Diskurs der sozialen Kälte

Stefanie Breinlinger über die Beschwörung der Sozialpartnerschaft

Am 21. Mai 2021 feierte die Arbeiterkammer Oberösterreich in einer Vollversammlung ihr 100-jähriges Bestehen. Die Mehrheitsfraktion FSG ließ dabei keine inhaltlichen Anträge zu und huldigte völlig unkritisch der Sozialpartnerschaft.

Deshalb enthielt sich AK-Rat Thomas Erlach (GLB) auch beim Leitantrag seiner Stimme und begründete dies folgendermaßen: „Was unter dem Namen ‚Sozialpartnerschaft‘ lange Zeit funktioniert hat, wurde vom ehemaligen Partner kommentarlos fallengelassen. Es gibt keinen gemeinsamen Konsens mehr über notwendige gesellschaftspolitische Maßnahmen. Die Arbeitgeberseite lässt sich ihre Wünsche von der Regierung in Gesetze gießen, ohne vorher mit der Arbeiterkammer nach einer Lösung zu suchen. Die Zerschlagung unserer Gebietskrankenkassen und das Aushebeln der Selbstverwaltung war ein schweres Foul, und hat die zarte Basis des gegenseitigen Vertrauens zerstört. Daher braucht es nun von Seite der Arbeiterkammer einen konflikthafteren Umgang mit dem Interessensgegner.“

Trotz aller Angriffe will die AK nicht wahrhaben, dass die Arbeitgeber- und Wirtschaftsseite den Verhandlungstisch der Sozialpartnerschaft längst verlassen hat. Darüber können auch die kurzen Episoden der Kooperation zu den Kurzarbeit-Regelungen oder dem neuen schwachen Homeoffice-Gesetz nicht hinwegtäuschen.

Denn der nächste Angriff ist bereits in Vorbereitung: Die aktuellen Vorstöße von Arbeitsminister Kocher zur Umgestaltung der Arbeitslosenversicherung sehen vor, dass das Arbeitslosengeld mit der Bezugsdauer sinkt und die Notstandshilfe zeitlich begrenzt wird. Zumutbarkeitsbestimmungen bei der Arbeitssuche sollen zudem ausgeweitet werden.

Während die Regierung die Wirtschaft mit Milliarden auffängt, sind viele Menschen – die meisten davon Frauen – bereits jetzt in ihrer Existenz bedroht.
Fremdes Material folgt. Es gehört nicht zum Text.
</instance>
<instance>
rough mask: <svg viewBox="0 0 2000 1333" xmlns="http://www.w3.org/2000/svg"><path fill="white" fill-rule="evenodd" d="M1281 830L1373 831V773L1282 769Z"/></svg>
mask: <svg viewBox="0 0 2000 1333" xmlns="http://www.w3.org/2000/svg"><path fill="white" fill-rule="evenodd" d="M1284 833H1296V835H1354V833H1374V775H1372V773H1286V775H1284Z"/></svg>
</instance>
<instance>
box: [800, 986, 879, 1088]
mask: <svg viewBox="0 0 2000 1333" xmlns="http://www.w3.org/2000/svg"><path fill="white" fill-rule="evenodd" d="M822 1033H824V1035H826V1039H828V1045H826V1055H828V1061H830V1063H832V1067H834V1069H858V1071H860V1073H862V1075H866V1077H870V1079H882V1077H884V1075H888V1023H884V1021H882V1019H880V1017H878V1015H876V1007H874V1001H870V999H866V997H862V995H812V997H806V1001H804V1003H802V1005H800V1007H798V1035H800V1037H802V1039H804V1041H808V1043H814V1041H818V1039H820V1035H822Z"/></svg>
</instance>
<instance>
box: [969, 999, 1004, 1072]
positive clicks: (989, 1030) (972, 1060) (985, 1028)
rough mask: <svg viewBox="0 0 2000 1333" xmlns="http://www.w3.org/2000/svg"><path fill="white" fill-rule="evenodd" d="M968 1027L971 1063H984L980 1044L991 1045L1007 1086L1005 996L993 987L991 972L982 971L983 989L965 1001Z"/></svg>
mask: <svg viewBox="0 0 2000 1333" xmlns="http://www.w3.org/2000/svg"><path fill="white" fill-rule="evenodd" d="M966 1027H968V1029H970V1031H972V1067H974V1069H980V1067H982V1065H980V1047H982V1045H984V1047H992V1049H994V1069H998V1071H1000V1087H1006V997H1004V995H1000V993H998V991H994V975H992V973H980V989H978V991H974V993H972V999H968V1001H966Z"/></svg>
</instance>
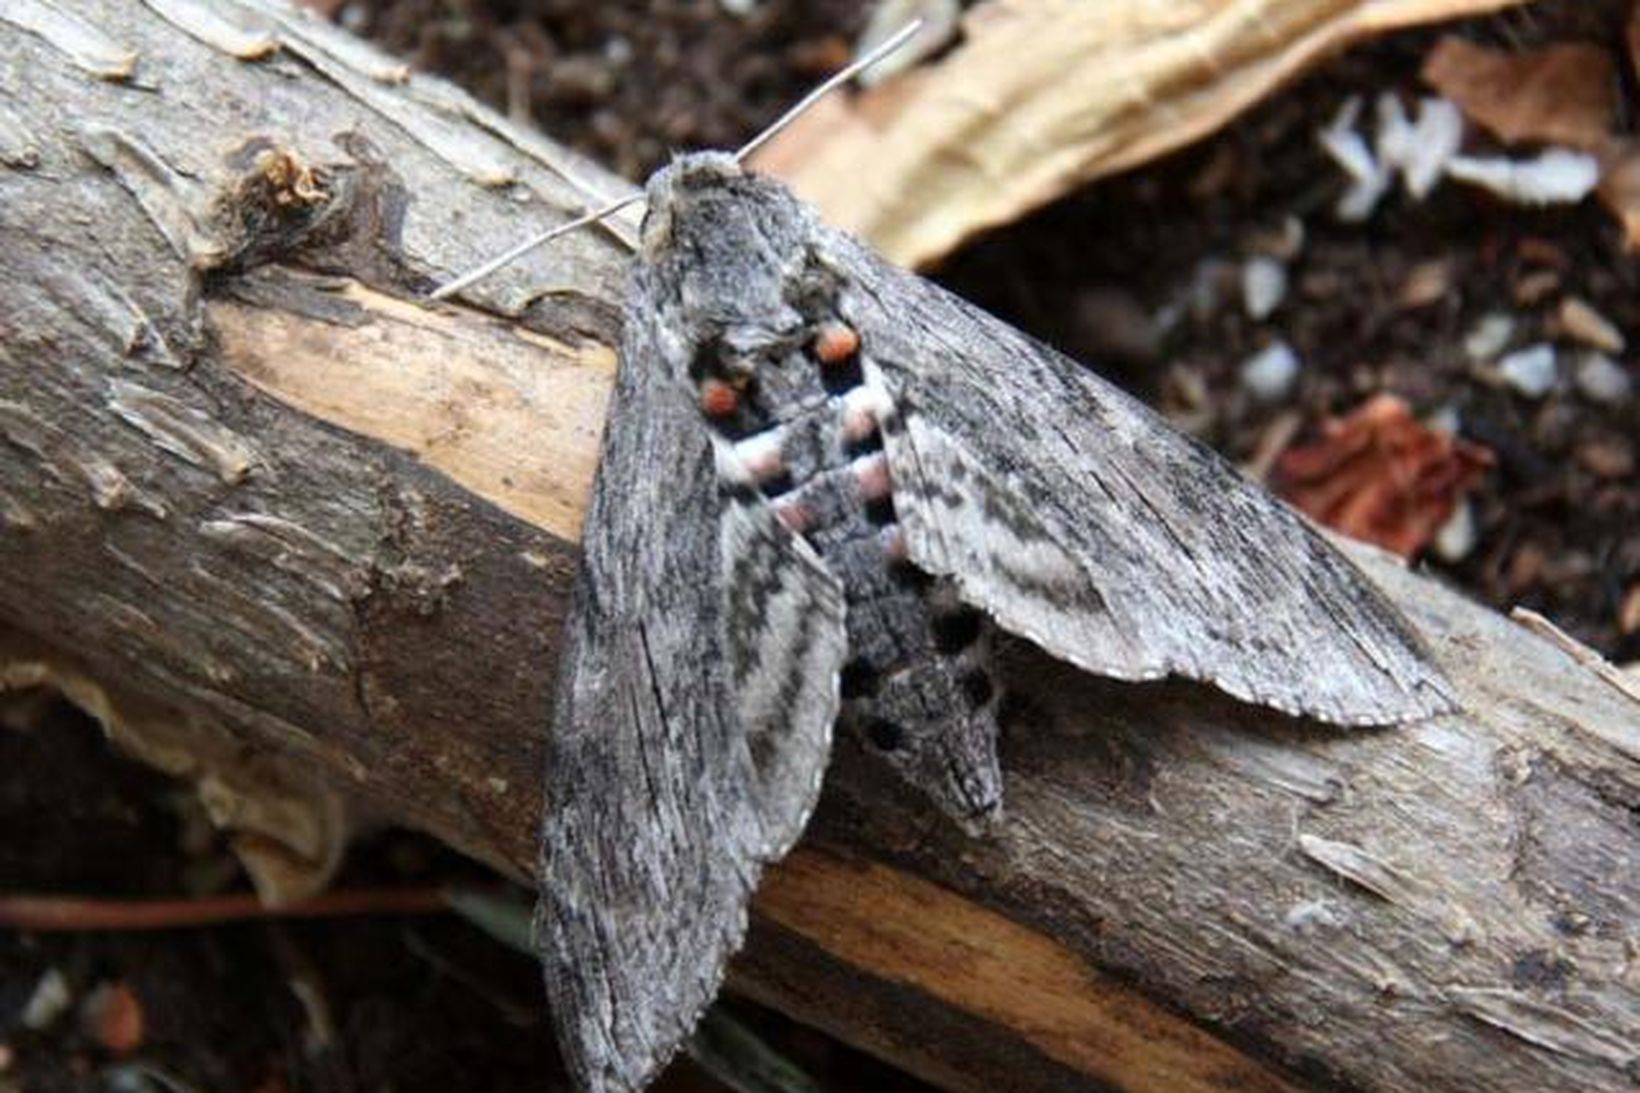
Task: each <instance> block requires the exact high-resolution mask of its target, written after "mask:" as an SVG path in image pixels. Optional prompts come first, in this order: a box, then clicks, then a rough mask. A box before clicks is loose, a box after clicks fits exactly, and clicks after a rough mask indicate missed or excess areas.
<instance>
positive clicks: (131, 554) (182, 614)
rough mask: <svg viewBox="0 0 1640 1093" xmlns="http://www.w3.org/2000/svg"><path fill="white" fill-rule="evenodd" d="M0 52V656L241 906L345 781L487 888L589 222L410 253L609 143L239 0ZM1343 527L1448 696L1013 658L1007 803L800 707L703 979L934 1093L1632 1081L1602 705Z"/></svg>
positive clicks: (509, 867)
mask: <svg viewBox="0 0 1640 1093" xmlns="http://www.w3.org/2000/svg"><path fill="white" fill-rule="evenodd" d="M0 59H5V71H7V72H10V74H11V75H13V77H15V79H10V80H8V85H10V87H11V89H13V95H11V97H10V100H8V102H7V103H5V105H3V107H0V166H3V171H0V233H3V240H5V246H3V248H0V284H3V286H5V294H3V302H0V330H3V338H0V625H3V632H0V688H21V686H54V688H59V689H62V691H64V693H66V694H69V696H71V697H72V699H74V701H77V702H79V704H80V706H84V707H87V709H90V711H92V712H95V714H97V716H98V717H100V719H102V720H103V724H105V725H107V727H108V732H110V734H112V735H113V739H115V740H116V742H120V743H121V745H123V747H126V748H130V750H133V752H134V753H138V755H141V757H144V758H146V760H149V761H153V763H156V765H159V766H162V768H166V770H171V771H174V773H177V775H179V776H184V778H189V780H192V781H194V784H195V786H197V788H198V791H200V794H202V798H203V799H205V803H207V806H208V807H210V811H212V814H213V816H215V817H216V819H218V822H221V824H223V825H225V827H226V829H230V830H231V832H235V837H236V840H238V845H239V848H241V855H243V857H244V858H246V862H248V865H249V867H251V870H253V875H254V876H256V880H257V883H259V886H261V889H262V891H264V894H266V896H267V898H271V899H280V898H292V896H298V894H303V893H307V891H310V889H312V888H313V886H317V885H321V883H323V880H325V876H326V875H328V871H330V868H331V867H333V863H335V860H336V857H338V855H339V852H341V847H343V845H344V840H346V834H348V832H349V830H353V829H356V827H358V825H359V824H364V822H395V824H408V825H413V827H418V829H423V830H428V832H431V834H435V835H436V837H440V839H443V840H446V842H449V844H451V845H456V847H459V848H462V850H466V852H467V853H471V855H474V857H477V858H482V860H485V862H489V863H492V865H494V867H497V868H499V870H502V871H507V873H510V875H512V876H515V878H520V880H526V878H528V875H530V871H531V865H533V853H535V847H533V844H535V827H536V814H538V809H540V786H538V781H540V775H538V768H540V763H538V760H540V752H541V737H543V734H544V730H546V724H548V711H549V704H551V694H549V683H551V679H553V668H554V645H556V635H558V629H559V622H561V617H563V611H564V604H566V592H567V588H569V579H571V574H572V569H574V560H576V542H577V535H579V519H581V501H582V497H584V496H585V491H587V486H589V482H590V476H592V471H594V464H595V448H597V435H599V428H600V422H602V412H604V402H605V397H607V389H608V381H610V376H612V369H613V353H612V350H610V346H612V345H613V341H615V336H617V330H618V320H620V313H618V309H620V281H622V268H623V261H625V253H626V251H625V243H623V238H622V236H623V233H626V231H630V223H617V225H613V226H612V228H600V230H595V231H587V233H582V235H577V236H571V238H566V240H564V241H563V243H561V245H558V246H554V248H549V249H548V251H543V253H540V254H536V256H533V258H531V259H530V261H528V263H525V264H522V266H518V268H515V269H510V271H507V272H503V274H502V276H499V277H497V279H495V281H490V282H485V284H484V286H479V287H476V289H474V290H472V292H471V294H469V295H467V302H466V304H464V305H458V307H430V305H426V304H425V302H421V294H423V292H425V289H426V287H430V286H431V284H433V282H436V281H438V279H441V277H444V276H448V274H449V272H453V271H458V269H462V268H466V266H467V264H471V263H472V261H474V259H477V258H481V256H485V254H489V253H494V251H497V249H499V248H500V246H502V245H505V243H510V241H515V240H517V238H520V236H522V235H525V233H528V231H530V230H533V228H538V226H541V225H543V223H551V222H554V220H558V218H563V217H564V215H566V213H577V212H582V210H584V208H587V207H590V205H595V204H599V202H600V200H602V199H604V197H607V195H610V194H613V192H620V189H622V184H620V182H618V181H613V179H610V177H608V176H605V174H604V172H602V171H599V169H597V167H595V166H592V164H587V162H582V161H579V159H577V158H574V156H572V154H569V153H564V151H563V149H559V148H556V146H553V144H549V143H548V141H544V139H543V138H540V136H530V135H525V133H522V131H518V130H513V128H512V126H508V125H507V123H503V121H502V120H499V118H495V117H494V115H490V113H489V112H485V110H484V108H481V107H477V105H476V103H472V102H471V100H467V98H466V97H464V95H461V94H459V92H456V90H453V89H449V87H446V85H443V84H438V82H435V80H428V79H425V77H420V75H413V74H410V72H407V71H405V69H403V67H402V66H400V64H399V62H395V61H390V59H387V57H384V56H380V54H376V53H374V51H369V49H367V48H364V46H361V44H358V43H354V41H353V39H349V38H346V36H344V34H341V33H339V31H335V30H331V28H328V26H325V25H320V23H317V21H310V20H307V18H303V16H300V15H295V13H292V11H289V10H285V8H282V7H276V5H272V3H264V2H259V0H257V2H251V0H239V2H236V3H230V5H213V7H210V8H207V7H205V5H200V3H195V2H192V0H146V2H143V3H139V2H138V0H95V2H93V3H85V5H80V7H77V8H75V11H74V13H72V15H71V13H67V11H66V10H62V8H56V7H48V5H44V3H41V2H39V0H16V2H15V3H11V5H8V7H7V8H5V10H0ZM20 74H26V79H23V77H21V75H20ZM628 238H630V236H628ZM1356 555H1358V556H1360V560H1361V565H1363V566H1364V568H1366V569H1368V571H1369V574H1371V576H1373V578H1374V579H1378V581H1379V583H1381V584H1383V588H1384V589H1386V591H1387V592H1389V596H1391V597H1392V599H1396V601H1397V602H1399V604H1401V606H1402V607H1404V611H1405V612H1407V614H1409V617H1410V619H1412V620H1414V624H1415V627H1417V629H1419V630H1420V632H1422V635H1424V638H1425V642H1427V643H1428V645H1430V648H1432V650H1433V655H1435V656H1437V658H1438V660H1440V663H1442V665H1443V668H1445V670H1446V671H1448V675H1450V678H1451V679H1453V683H1455V684H1456V688H1458V691H1460V696H1461V699H1463V706H1465V712H1463V714H1460V716H1453V717H1445V719H1438V720H1433V722H1428V724H1422V725H1410V727H1402V729H1397V730H1384V732H1360V730H1356V732H1340V730H1330V729H1323V727H1317V725H1310V724H1304V722H1296V720H1291V719H1284V717H1279V716H1276V714H1271V712H1268V711H1260V709H1251V707H1245V706H1238V704H1235V702H1232V701H1228V699H1225V697H1220V696H1217V694H1215V693H1212V691H1209V689H1204V688H1194V686H1184V684H1146V686H1123V684H1115V683H1107V681H1099V679H1089V678H1084V676H1079V675H1077V673H1074V671H1071V670H1066V668H1063V666H1058V665H1053V663H1051V661H1046V660H1043V658H1041V656H1038V655H1033V653H1032V652H1030V650H1028V648H1023V650H1015V652H1014V653H1012V660H1010V663H1009V671H1007V683H1009V684H1010V689H1012V691H1014V693H1015V694H1017V706H1018V709H1017V712H1015V717H1014V722H1012V734H1010V739H1009V740H1007V743H1005V766H1007V778H1009V784H1007V793H1009V806H1007V819H1005V822H1002V824H1000V825H999V829H997V830H995V832H994V834H992V835H991V837H987V839H969V837H966V835H963V834H961V832H958V830H953V829H951V827H950V825H948V824H945V822H943V821H941V819H940V817H936V816H932V814H928V811H927V809H925V807H922V806H920V804H918V803H917V801H913V799H909V798H905V796H904V794H902V793H900V791H899V788H897V786H895V784H894V781H892V780H891V778H887V776H884V775H882V771H879V770H876V768H874V766H872V765H871V763H869V761H868V760H866V758H863V757H858V755H854V753H853V752H851V750H850V748H848V747H841V748H840V757H838V761H836V765H835V768H833V775H831V778H830V780H828V796H827V803H825V804H823V807H822V812H820V816H818V817H817V824H815V829H813V834H812V835H810V839H809V840H807V842H805V844H804V847H800V848H799V850H797V852H795V853H794V855H792V858H790V860H789V862H787V863H784V865H782V867H781V868H776V870H772V871H771V875H769V878H768V883H766V885H764V889H763V893H761V894H759V899H758V904H756V919H754V924H753V939H751V944H749V947H748V952H746V954H745V955H743V957H741V958H740V960H738V962H736V965H735V973H733V986H735V988H736V990H740V991H745V993H746V995H751V996H754V998H759V999H763V1001H766V1003H769V1004H772V1006H777V1008H781V1009H784V1011H787V1013H790V1014H794V1016H797V1018H800V1019H804V1021H809V1022H813V1024H817V1026H820V1027H825V1029H828V1031H831V1032H835V1034H836V1036H840V1037H843V1039H846V1040H850V1042H854V1044H859V1045H863V1047H866V1049H868V1050H872V1052H877V1054H881V1055H884V1057H887V1059H891V1060H894V1062H897V1063H900V1065H902V1067H907V1068H909V1070H912V1072H917V1073H920V1075H925V1077H928V1078H930V1080H932V1082H935V1083H938V1085H941V1086H946V1088H953V1090H982V1088H987V1090H994V1088H1007V1090H1071V1088H1091V1086H1117V1088H1182V1090H1220V1088H1271V1090H1274V1088H1292V1086H1301V1085H1305V1083H1337V1085H1345V1086H1358V1088H1378V1090H1399V1088H1409V1086H1427V1088H1440V1090H1468V1088H1476V1090H1479V1088H1487V1090H1496V1088H1533V1090H1551V1088H1553V1090H1571V1088H1578V1090H1588V1088H1617V1086H1622V1085H1627V1083H1630V1082H1633V1080H1635V1078H1637V1077H1640V1049H1637V1047H1635V1045H1637V1044H1640V995H1637V990H1635V986H1637V980H1640V972H1637V965H1635V957H1633V952H1635V924H1637V916H1635V911H1637V906H1640V870H1637V868H1635V862H1640V825H1637V824H1635V812H1637V809H1640V702H1637V699H1635V696H1633V691H1632V689H1630V686H1629V683H1627V679H1625V678H1624V676H1620V675H1617V673H1615V671H1614V670H1610V668H1609V666H1606V665H1601V663H1599V661H1597V660H1589V658H1586V656H1578V655H1573V653H1571V652H1568V648H1566V647H1565V645H1560V643H1555V642H1550V640H1545V638H1543V637H1542V635H1538V633H1533V632H1528V630H1527V629H1522V627H1517V625H1515V624H1512V622H1509V620H1506V619H1501V617H1497V615H1496V614H1492V612H1489V611H1486V609H1481V607H1478V606H1474V604H1471V602H1468V601H1465V599H1463V597H1461V596H1456V594H1453V592H1450V591H1446V589H1443V588H1440V586H1438V584H1435V583H1433V581H1430V579H1427V578H1422V576H1417V574H1414V573H1407V571H1404V569H1402V568H1399V566H1397V565H1396V563H1394V561H1391V560H1386V558H1383V556H1379V555H1376V553H1373V551H1366V550H1358V551H1356Z"/></svg>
Anstatt für eine wirksame soziale Sicherung und aktive Arbeitsmarktpolitik zu sorgen, soll der Druck auf sie erhöht werden, soll noch weniger zum Leben bleiben. Die Schuldnerberatung warnt bereits jetzt, dass sich derzeit viele Menschen verschulden, um ihre Fixkosten bestreiten zu können. Die schwerwiegendsten Folgen werden jedoch erst auftreten, wenn Corona-Regelungen wie etwa Mietstundungen auslaufen.

Ein menschenverachtender Diskurs der sozialen Kälte scheint in der Schwarz-Grünen Koalition salonfähig und bereitet den Boden für weitere soziale Verschärfungen: Arbeitslose, sozial ausgegrenzte Menschen würden sich in der sozialen Hängematte ausruhen. Diese werden eingeteilt in schlechte Menschen (weil selbstverschuldet arbeitslos) und gute (weil nicht selbstverschuldet). Dass das Arbeitslosengeld eine Versicherungsleistung ist und die Lohnabhängigen diejenigen sind, die die Wertschöpfung erarbeiten und Anspruch auf einen gerechten Anteil daran haben, verschweigen die neoliberalen Stimmungsmacher.

Alles spricht somit dafür, dass Gewerkschaften und Arbeiterkammern kämpferisch für die Anliegen der Lohnabhängigen eintreten. Letztlich müssen wir selbst offensiv Forderungen stellen und Perspektiven für eine solidarische Gesellschaft aufzeigen. Was es jetzt braucht, ist eine wirksame soziale Absicherung, aktive Arbeitsmarktpolitik, Arbeitszeitverkürzung, mehr Geld für Soziales, Gesundheit und Pflege und die Besteuerung von Erbschaften und Vermögen und nicht eine weitere Spaltung der Gesellschaft.